My father faced a lot of difficulty in his early life. Born in the same Southern California town that I was, his mother died at 11 and his father at 17, leaving him orphaned and couch surfing immediately out of high school. He had been raised Christian, but fell hard into the Evangelical Christian revival of the 1980s. Although we no longer attend church and his views have softened drastically since I was a child, he maintains a strong tie to his faith. I first heard this story about a week before I asked him to record it. We were having a lengthy discussion about the world, and he told this story as testimonial for his faith. This recording occurred over family dinner at my parents’ home. The events that are described likely happened in the year 1980 or 1981.

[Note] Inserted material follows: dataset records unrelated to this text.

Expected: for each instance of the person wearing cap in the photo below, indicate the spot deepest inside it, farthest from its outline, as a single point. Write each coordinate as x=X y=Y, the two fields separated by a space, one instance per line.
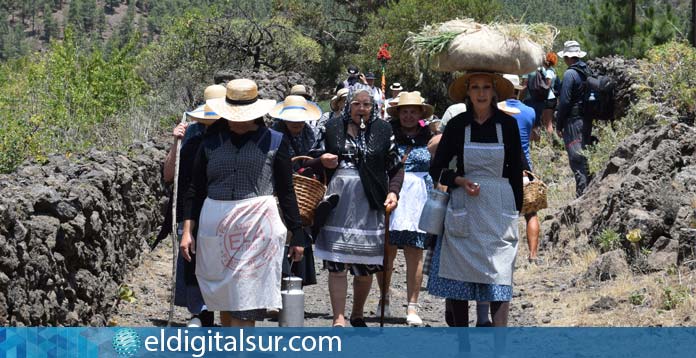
x=187 y=293
x=525 y=121
x=395 y=88
x=474 y=258
x=240 y=170
x=571 y=123
x=377 y=95
x=550 y=105
x=411 y=137
x=294 y=113
x=353 y=78
x=300 y=90
x=337 y=103
x=366 y=174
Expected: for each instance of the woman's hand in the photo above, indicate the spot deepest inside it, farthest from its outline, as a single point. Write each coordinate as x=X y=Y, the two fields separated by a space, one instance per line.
x=329 y=161
x=187 y=246
x=296 y=253
x=180 y=130
x=471 y=188
x=391 y=202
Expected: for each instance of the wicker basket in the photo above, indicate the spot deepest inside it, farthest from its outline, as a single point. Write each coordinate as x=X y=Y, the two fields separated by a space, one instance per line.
x=309 y=193
x=534 y=195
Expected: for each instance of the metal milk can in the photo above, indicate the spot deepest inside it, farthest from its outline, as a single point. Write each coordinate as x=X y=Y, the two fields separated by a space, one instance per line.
x=292 y=313
x=432 y=218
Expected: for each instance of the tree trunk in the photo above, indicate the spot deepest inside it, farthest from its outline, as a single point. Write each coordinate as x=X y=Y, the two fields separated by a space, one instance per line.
x=633 y=22
x=693 y=23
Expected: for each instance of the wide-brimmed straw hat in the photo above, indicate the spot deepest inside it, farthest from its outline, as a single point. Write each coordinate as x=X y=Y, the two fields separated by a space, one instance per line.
x=203 y=113
x=507 y=109
x=458 y=90
x=241 y=102
x=572 y=49
x=342 y=93
x=410 y=99
x=296 y=109
x=300 y=90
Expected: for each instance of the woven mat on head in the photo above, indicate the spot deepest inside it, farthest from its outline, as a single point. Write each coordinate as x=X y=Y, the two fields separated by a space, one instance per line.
x=463 y=45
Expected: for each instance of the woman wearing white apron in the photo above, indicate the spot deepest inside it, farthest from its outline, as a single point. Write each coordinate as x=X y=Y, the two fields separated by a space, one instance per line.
x=411 y=136
x=239 y=167
x=475 y=257
x=365 y=173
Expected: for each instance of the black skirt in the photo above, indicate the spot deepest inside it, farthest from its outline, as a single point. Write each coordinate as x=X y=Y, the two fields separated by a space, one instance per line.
x=303 y=268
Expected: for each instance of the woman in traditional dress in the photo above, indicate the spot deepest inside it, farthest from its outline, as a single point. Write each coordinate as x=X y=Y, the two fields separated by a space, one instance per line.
x=294 y=115
x=366 y=176
x=474 y=259
x=187 y=293
x=411 y=136
x=240 y=241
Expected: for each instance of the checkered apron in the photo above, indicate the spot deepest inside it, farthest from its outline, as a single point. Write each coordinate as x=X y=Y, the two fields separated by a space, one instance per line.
x=481 y=233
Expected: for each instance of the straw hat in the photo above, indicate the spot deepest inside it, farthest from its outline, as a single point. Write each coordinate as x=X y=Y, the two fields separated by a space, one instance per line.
x=572 y=49
x=241 y=103
x=507 y=109
x=296 y=109
x=203 y=113
x=410 y=99
x=300 y=90
x=343 y=92
x=459 y=88
x=214 y=91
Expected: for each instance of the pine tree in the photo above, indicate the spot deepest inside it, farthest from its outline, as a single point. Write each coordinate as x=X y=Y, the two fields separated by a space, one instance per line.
x=50 y=26
x=627 y=28
x=87 y=14
x=73 y=18
x=100 y=20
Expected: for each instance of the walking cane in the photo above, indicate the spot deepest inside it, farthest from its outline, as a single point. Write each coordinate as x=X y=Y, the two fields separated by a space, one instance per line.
x=387 y=211
x=175 y=241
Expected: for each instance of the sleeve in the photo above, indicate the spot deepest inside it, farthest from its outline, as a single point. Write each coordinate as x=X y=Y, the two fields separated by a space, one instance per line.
x=569 y=79
x=282 y=171
x=448 y=148
x=514 y=160
x=198 y=189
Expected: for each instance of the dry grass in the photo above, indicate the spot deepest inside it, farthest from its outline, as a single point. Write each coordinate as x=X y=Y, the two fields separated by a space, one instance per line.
x=665 y=298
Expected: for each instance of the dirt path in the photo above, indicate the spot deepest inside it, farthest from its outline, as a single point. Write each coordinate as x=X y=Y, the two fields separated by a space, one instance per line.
x=150 y=282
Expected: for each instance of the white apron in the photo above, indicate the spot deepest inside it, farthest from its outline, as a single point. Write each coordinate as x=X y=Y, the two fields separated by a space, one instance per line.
x=481 y=232
x=412 y=198
x=240 y=253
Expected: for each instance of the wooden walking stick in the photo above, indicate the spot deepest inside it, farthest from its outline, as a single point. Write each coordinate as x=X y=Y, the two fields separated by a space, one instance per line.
x=387 y=211
x=175 y=241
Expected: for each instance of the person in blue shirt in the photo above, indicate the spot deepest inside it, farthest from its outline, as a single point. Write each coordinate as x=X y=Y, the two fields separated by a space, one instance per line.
x=571 y=122
x=525 y=117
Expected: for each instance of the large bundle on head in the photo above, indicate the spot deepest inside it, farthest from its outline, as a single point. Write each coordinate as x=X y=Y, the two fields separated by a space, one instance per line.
x=464 y=45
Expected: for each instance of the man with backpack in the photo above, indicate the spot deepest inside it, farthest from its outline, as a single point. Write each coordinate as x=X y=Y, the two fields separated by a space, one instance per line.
x=572 y=122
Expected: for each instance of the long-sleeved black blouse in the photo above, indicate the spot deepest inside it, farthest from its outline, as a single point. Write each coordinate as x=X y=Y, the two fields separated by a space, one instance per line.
x=452 y=144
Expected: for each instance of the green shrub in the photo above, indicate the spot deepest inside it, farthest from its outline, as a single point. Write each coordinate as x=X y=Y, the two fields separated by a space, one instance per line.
x=609 y=240
x=55 y=103
x=673 y=297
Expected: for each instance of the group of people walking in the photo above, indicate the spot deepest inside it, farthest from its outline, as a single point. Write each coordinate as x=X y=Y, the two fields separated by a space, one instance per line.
x=240 y=226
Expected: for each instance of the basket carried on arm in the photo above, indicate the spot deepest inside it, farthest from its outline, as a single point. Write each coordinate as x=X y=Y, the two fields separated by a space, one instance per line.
x=534 y=194
x=309 y=193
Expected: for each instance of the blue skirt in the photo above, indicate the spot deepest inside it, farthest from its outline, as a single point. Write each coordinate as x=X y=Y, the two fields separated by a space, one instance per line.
x=408 y=238
x=460 y=290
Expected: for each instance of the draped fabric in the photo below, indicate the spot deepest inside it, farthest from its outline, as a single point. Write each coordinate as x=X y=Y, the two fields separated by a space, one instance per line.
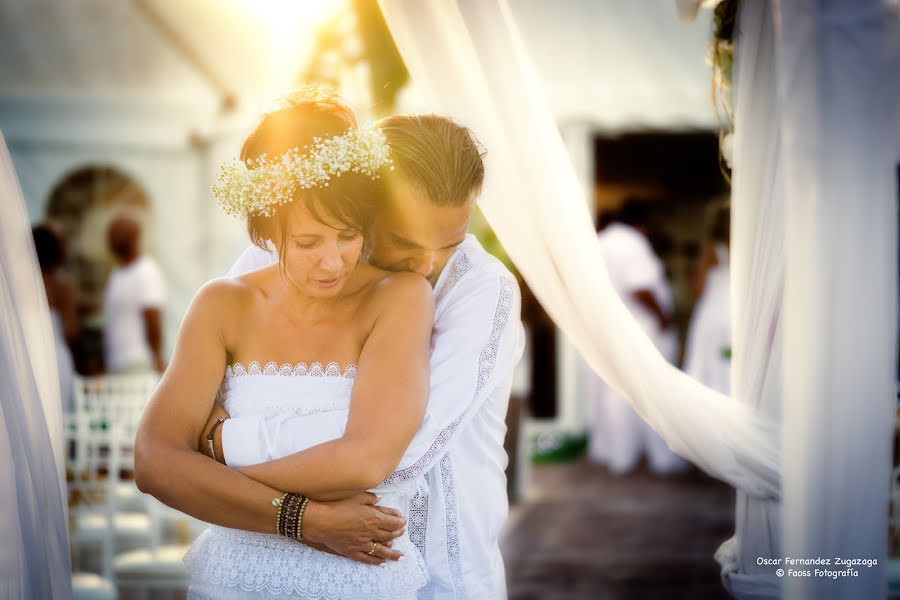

SS: We were–my wife and myself–and, and a good friend of ours were young Christians. And we traveled everywhere together. And I had nothing. I had no job, I had nothing. And my father and I lived together and he was he was getting ill, I really realized it. But I came, we’re living in this little one bedroom. I would call it a shack. And I was sleeping in the bedroom, he slept on the couch. And my–I came home one day back to the little shack. And my brother had been there–when he lived in Arizona, and I hadn’t seen him in a long time. And he left a note saying, I took your dad and, and took him back to Arizona because he’s sick. Need to take care of him. And because you have nothing here.
SS: And basically, we spoke with the–the owner of this place who owns the house up front, “You’re gonna have to move.” I had no job I had no nothing. And I was–was damn I didn’t know what I was gonna do. And, and I just–I basically went and, and laid on my bed and, and cried out to the Lord, I just said, Jesus, I can’t do this. I can’t, I got no place to go. I’m done. I, you know, I wept and prayed. And then I went into a really deep sleep, like a nap but deeper.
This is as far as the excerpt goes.